Thursday, October 15, 2009

Dummy Dataset or SAS Options: Which is better to insert a Zero Row?

Always, programmers need to summarize the demographics data and show it in a table and to do so they use Proc Freq procedure. Even though proc Freq calculates the Frequency exactly, it may not be the write procedure in all cases especially when data do not exist.

Some times statistician wants to see all the data values on the CRF in the final table, even though there is no combination as such exists in the dataset. In this case we have to insert observations with 0 values.

Here I will present you ….the different methods to insert a zero row.

1) Creating a Dummy Dataset and Concatenate the dummy dataset with the input dataset.
2) Proc Freq SPARSE option
3) Proc Means COMPLETETYPES Option
4) Proc Means COMPLETETYPES Option with PRELOADFMT option.
Dummy Dataset:
Adv: Simple and doesn’t need any formats
Caveat: Programmer has to know all the possible combinations

Sparse Option:
Lists all possible combinations of variable levels even when a combination does not occur.

Syntax:

proc freq data=demo noprint;
table sitec*race /sparse out=freq (drop=percent);
run;

Using SPARSE option in Proc Freq, SAS outputs one record for each possible combination of variables mentioned in tables’ statement.


Adv: Convenient and Simpler.
Dis.Adv: Sometimes CRF has more types than we normally see in dataset. If Statistician want us to keep one record for each type mentioned in the CRF, SPARSE option in the proc freq doesn’t work as expected. Because SAS doesn’t know what other possible combination occurs in the dataset.

Caveat: There must be at least one occurrence of a value for SPARSE to summarize appropriately.

Proc Means using Complete Types Option:
Syntax:

proc means data=demo completetypes noprint nway;
class sitec race;
output out =race(rename=(_freq_=count) drop=_type_);
run;

Adv: Simple and easy to write…..Proc Means with COMPLETETYPES option works similar to Proc Freq SPARSE option.

Caveat: There must be at least one occurrence of a value for COMPLETETYPES option to summarize appropriately.

Proc Means using COMPLETETYPES and the PRELOADFMT option:
PRELOADFMT Option tells SAS to load all the formats (mentioned in the Proc Format procedure for particular variable) in memory before start executing the Proc Means CLASS statement.

One important thing here you should know is about how to use this option.
If you want to use this PRELOADFMT option in the CLASS statemnt, you should also use either of COMPLETETYPES, EXCLUSIVE or ORDER=DATA options.

When you use the PRELOADFMT option in combination with the COMPLETETYPES option, SAS create the output with all the possible combinations even if the combination doesn't seen in the input dataset.


Syntax:

proc format;
VALUE $RACEF
'Asian'=3
'Black'=2
'White'=1
'American Indian or Alaska Native'=4
'Native Hawaiian or Other Pacific Islander'=5;
run;

data demo;
set demo;
format race $racef.;
run;

proc means data=demo completetypes noprint nway;
class sitec race/preloadfmt;
output out =race(rename=(_freq_=count) drop=_type_);
run;
Adv: Simplicity of use
There is no requirement to have at least one occurrence of a value in the data.
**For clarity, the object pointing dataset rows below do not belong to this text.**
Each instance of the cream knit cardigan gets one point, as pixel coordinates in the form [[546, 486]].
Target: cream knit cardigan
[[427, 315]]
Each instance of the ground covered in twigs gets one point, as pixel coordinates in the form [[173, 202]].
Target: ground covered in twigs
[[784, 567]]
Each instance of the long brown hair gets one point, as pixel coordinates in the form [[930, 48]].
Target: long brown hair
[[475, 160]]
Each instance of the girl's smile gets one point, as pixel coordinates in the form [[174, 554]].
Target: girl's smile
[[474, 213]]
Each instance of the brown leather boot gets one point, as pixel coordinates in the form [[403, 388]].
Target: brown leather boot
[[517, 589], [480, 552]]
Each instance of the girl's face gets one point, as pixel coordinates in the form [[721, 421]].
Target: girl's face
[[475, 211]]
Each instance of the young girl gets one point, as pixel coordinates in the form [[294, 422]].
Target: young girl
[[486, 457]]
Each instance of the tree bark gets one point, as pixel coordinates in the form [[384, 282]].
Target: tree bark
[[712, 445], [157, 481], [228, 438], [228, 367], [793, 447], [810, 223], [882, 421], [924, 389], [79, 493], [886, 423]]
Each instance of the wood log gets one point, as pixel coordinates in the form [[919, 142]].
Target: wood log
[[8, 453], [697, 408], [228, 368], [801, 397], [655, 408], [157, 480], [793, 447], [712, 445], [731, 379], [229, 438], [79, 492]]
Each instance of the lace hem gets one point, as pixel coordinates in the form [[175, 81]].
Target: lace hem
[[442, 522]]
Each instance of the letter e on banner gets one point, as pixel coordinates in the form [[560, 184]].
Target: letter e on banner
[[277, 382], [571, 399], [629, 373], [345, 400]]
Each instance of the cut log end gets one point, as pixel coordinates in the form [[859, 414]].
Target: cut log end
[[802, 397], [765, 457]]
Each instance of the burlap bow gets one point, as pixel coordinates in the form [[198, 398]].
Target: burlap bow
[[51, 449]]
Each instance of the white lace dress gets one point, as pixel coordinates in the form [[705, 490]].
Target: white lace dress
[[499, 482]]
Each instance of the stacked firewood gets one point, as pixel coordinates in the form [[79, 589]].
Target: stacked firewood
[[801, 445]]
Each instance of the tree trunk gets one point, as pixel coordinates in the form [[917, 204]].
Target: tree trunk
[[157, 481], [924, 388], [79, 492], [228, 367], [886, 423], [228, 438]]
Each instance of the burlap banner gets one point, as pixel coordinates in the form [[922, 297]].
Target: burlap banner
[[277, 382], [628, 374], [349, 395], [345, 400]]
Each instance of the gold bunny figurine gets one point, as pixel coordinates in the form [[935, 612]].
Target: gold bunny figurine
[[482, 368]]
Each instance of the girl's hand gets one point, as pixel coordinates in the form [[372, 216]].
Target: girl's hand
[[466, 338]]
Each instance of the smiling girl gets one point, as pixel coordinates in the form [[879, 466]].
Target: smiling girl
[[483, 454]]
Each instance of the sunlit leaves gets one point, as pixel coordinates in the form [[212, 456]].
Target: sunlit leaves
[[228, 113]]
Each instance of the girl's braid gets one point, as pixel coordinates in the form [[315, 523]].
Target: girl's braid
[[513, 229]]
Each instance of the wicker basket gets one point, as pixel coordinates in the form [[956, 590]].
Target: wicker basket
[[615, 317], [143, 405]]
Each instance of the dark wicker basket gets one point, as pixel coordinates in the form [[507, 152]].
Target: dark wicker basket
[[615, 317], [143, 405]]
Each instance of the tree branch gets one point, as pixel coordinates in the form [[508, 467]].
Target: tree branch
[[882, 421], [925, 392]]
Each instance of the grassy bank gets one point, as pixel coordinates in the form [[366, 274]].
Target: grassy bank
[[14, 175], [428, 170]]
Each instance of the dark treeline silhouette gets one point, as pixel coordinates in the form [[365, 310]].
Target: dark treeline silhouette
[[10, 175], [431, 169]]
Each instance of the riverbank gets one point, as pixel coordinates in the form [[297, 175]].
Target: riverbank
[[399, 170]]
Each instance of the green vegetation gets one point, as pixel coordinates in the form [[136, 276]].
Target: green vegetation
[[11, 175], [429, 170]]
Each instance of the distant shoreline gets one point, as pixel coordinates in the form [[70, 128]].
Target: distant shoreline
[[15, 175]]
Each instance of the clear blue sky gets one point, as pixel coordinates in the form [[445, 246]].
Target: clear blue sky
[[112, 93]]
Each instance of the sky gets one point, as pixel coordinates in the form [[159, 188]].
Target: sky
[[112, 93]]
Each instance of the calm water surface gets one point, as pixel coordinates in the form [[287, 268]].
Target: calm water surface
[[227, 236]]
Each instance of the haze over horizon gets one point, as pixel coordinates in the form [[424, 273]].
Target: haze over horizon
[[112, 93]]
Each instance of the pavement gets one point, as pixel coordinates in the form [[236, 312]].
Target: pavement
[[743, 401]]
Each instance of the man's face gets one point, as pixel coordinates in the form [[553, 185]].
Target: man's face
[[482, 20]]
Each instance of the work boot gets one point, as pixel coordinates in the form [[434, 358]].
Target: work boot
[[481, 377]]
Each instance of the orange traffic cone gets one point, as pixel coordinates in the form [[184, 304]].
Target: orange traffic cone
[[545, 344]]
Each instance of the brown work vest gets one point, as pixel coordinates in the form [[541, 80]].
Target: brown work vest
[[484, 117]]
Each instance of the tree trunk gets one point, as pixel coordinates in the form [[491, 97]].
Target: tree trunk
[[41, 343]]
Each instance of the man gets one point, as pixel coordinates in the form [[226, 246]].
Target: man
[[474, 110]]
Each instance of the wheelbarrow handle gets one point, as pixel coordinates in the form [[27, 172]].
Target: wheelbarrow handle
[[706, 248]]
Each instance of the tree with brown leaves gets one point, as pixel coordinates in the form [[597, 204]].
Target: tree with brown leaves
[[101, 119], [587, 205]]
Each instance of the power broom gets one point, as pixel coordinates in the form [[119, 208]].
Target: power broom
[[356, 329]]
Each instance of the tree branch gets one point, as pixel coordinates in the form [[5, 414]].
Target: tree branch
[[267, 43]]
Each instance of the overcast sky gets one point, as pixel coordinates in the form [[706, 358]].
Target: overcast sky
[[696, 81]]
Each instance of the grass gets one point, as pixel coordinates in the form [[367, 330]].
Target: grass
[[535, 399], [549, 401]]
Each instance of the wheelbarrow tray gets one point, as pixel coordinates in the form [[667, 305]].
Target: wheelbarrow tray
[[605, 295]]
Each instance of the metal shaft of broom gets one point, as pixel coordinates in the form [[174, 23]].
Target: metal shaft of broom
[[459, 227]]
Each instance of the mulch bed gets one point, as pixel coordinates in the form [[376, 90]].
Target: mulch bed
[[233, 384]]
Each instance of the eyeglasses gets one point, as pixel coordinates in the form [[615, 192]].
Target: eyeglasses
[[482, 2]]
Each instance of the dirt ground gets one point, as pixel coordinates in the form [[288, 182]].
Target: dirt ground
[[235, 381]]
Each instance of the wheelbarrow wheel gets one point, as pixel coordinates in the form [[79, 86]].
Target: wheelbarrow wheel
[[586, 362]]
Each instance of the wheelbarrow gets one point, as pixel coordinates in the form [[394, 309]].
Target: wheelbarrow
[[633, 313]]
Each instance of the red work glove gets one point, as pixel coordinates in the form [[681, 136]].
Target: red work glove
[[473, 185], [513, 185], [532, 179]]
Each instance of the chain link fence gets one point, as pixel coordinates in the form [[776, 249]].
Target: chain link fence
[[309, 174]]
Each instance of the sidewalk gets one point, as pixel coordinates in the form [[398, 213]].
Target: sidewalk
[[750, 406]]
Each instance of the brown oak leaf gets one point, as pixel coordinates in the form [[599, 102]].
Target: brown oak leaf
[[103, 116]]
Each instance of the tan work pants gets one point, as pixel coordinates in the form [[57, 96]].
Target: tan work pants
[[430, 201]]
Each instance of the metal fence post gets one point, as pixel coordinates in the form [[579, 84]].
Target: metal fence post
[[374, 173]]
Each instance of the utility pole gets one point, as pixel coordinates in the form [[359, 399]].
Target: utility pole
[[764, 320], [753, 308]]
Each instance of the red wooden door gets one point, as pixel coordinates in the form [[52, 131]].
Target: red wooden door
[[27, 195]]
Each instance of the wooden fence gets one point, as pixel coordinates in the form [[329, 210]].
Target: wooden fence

Caveat: This method only works if we use formats in combination with our data. You don’t necessarily need to know what the format values are, but we have to make sure formats are assigned to all variables we are trying to summarize.

YOu can use PRELOADFMT option in Proc means , Proc summary and Proc Tabulate.


Example:

data demo ;
input siteid $ sex $ race $ age ;
cards;SITE1 M White 23
SITE1 F White 43
SITE1 M White 34
SITE2 M Black 21
SITE2 M White 56
SITE2 F Black 33
;

run;

proc sort data=demo;
by siteid;

run;


*Without any options in proc freq;
proc freq data=demo noprint;
table siteid*race /out=nooptions (drop=percent);
run;














*With Sparse option in proc freq;

proc freq data=demo noprint;
table siteid*race /sparse out=_sparse (drop=percent);
run;








*With Completetypes option in proc means;
proc means data=demo completetypes noprint nway;
class siteid race;
output out =comptyp(where=(_stat_='N')rename=(_freq_=count) keep=siteid race _freq_ _stat_);
run;
















*With Completetypes and preloadfmt options in proc means;
proc format;
VALUE $RACEF
'Asian'='Asian'
'Black'='Black'
'White'='White';

run;


data demo;
set demo;
format race $racef.;
run;

proc means data=demo completetypes noprint nway;
class siteid race/preloadfmt;
output out =race(where=(_stat_='N')rename=(_freq_=count) keep=siteid race _freq_ _stat_);
run;

Output:














With PRELOADFMT in the CLASS statement and COMPLETETYPES option in the PROC MEANS statement, SAS will include all the possible combinations of classification variables in the output as well as zero rows (0 observations).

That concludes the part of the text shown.